PORTLAND, OREGON - AUGUST 17: Akie Iwai (R) of Japan poses with her sister Chisato Iwai (L) of Japan after winning The Standard Portland Classic 2025 at Columbia Edgewater Country Club on August 17, 2025 in Portland, Oregon. (Photo by Orlando Ramirez/Getty Images)

COLUMBIA EDGEWATER (6497, par72), Portland, Ore.――岩井ツインズの姉・岩井明愛が攻撃的なゴルフで6バーディー・ノーボギーの66をマークし、通算24アンダーで米ツアー初優勝を飾った。妹・千紗に続く優勝で、双子による優勝は米女子ツアー初の快挙となった。

2位に2打差で最終日をスタートした明愛は5番、6番で連続バーディーを奪うと、バック9は上がり2ホールの連続を含む4バーディーで2位に4打差をつける圧勝だった。18番をホールアウトすると、最終日、64の猛チャージで3位に入った千怜らからシャンパンを浴び、歓喜の瞬間を迎えた。明愛はインタビューに「すごく途中、きつかったですが、今日は自分に勝てたのが本当にうれしい」と涙ながらに喜んだ。

一方の千怜は序盤のボギーにも動じず、5番のイーグルを皮切りに怒涛のチャージ。7番でもイーグル、さらに9番からは4連続バーディーと、攻めのゴルフで一気に19アンダーまで伸ばし、優勝争いを盛り上げた。

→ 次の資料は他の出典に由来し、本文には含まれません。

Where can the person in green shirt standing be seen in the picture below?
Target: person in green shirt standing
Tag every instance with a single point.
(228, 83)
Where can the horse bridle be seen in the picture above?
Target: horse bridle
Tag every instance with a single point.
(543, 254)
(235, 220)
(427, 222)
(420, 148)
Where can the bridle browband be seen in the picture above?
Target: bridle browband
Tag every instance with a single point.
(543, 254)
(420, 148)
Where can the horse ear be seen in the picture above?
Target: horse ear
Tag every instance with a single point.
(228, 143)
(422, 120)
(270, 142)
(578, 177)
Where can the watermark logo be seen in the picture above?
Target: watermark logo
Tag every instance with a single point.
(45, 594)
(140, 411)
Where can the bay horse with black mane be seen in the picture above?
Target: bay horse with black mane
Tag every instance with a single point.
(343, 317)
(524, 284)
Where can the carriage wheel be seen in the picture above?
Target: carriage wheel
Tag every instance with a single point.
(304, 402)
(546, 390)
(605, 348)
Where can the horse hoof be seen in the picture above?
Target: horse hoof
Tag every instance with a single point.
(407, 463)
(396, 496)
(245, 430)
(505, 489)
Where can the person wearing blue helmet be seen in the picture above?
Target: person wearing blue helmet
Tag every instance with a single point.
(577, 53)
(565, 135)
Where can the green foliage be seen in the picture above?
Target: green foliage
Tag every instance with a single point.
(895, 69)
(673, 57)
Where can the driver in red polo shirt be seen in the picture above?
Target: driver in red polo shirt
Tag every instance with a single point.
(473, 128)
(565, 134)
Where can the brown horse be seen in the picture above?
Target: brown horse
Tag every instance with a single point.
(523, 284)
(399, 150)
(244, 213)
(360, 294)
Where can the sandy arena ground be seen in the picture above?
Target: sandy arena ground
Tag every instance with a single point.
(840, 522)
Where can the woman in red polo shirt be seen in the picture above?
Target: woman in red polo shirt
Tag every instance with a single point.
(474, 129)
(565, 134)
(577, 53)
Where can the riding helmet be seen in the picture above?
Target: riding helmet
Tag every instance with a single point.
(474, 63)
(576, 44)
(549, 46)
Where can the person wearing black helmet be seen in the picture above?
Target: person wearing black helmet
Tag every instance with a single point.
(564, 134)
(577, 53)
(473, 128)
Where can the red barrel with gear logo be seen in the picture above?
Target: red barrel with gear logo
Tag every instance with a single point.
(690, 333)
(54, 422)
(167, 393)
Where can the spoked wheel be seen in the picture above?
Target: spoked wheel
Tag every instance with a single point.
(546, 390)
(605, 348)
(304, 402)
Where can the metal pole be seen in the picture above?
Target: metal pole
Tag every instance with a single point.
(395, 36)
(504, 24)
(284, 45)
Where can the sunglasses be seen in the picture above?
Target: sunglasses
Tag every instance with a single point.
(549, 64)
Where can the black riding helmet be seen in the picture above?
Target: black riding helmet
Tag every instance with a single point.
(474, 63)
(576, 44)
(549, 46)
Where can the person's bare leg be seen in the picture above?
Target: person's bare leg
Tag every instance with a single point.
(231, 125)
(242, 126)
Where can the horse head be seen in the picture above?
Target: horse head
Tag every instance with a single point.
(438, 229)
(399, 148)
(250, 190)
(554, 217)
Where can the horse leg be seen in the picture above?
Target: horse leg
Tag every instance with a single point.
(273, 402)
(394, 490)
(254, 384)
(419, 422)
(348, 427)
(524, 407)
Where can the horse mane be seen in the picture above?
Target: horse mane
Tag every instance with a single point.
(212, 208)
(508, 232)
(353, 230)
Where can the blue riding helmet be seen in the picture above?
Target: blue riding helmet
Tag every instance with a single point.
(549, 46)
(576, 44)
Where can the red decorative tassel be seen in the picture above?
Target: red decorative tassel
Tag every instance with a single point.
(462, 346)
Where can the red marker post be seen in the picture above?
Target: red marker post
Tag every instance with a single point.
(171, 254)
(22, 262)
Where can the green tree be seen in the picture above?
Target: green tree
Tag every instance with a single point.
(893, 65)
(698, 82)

日本勢の今季米ツアー制覇は、AIG全英女子オープンを制した山下美夢有に続き5人目。姉妹Vの例は過去にもあったが、双子での米ツアー優勝は史上初。アニカ・ソレンスタム、ジュタヌガーン姉妹、コルダ姉妹に名を連ね、岩井ツインズは新たなページを開いた。ともに2021年にJLPGAのプロテストを通過し、国内でも既に複数回の優勝を経験。今や舞台を世界に広げ、日本ゴルフ界に新しい夢を見せてくれている。

歴史ある大会の頂点に立った明愛、そして全力で追い上げた千怜。二人の歩みは、単なる“姉妹ゴルファー”の物語を超え、スポーツの持つ希望と可能性を映し出している。今後、彼女たちがどのように米ツアーで存在感を増していくのか。岩井姉妹の挑戦はまだ始まったばかりだ。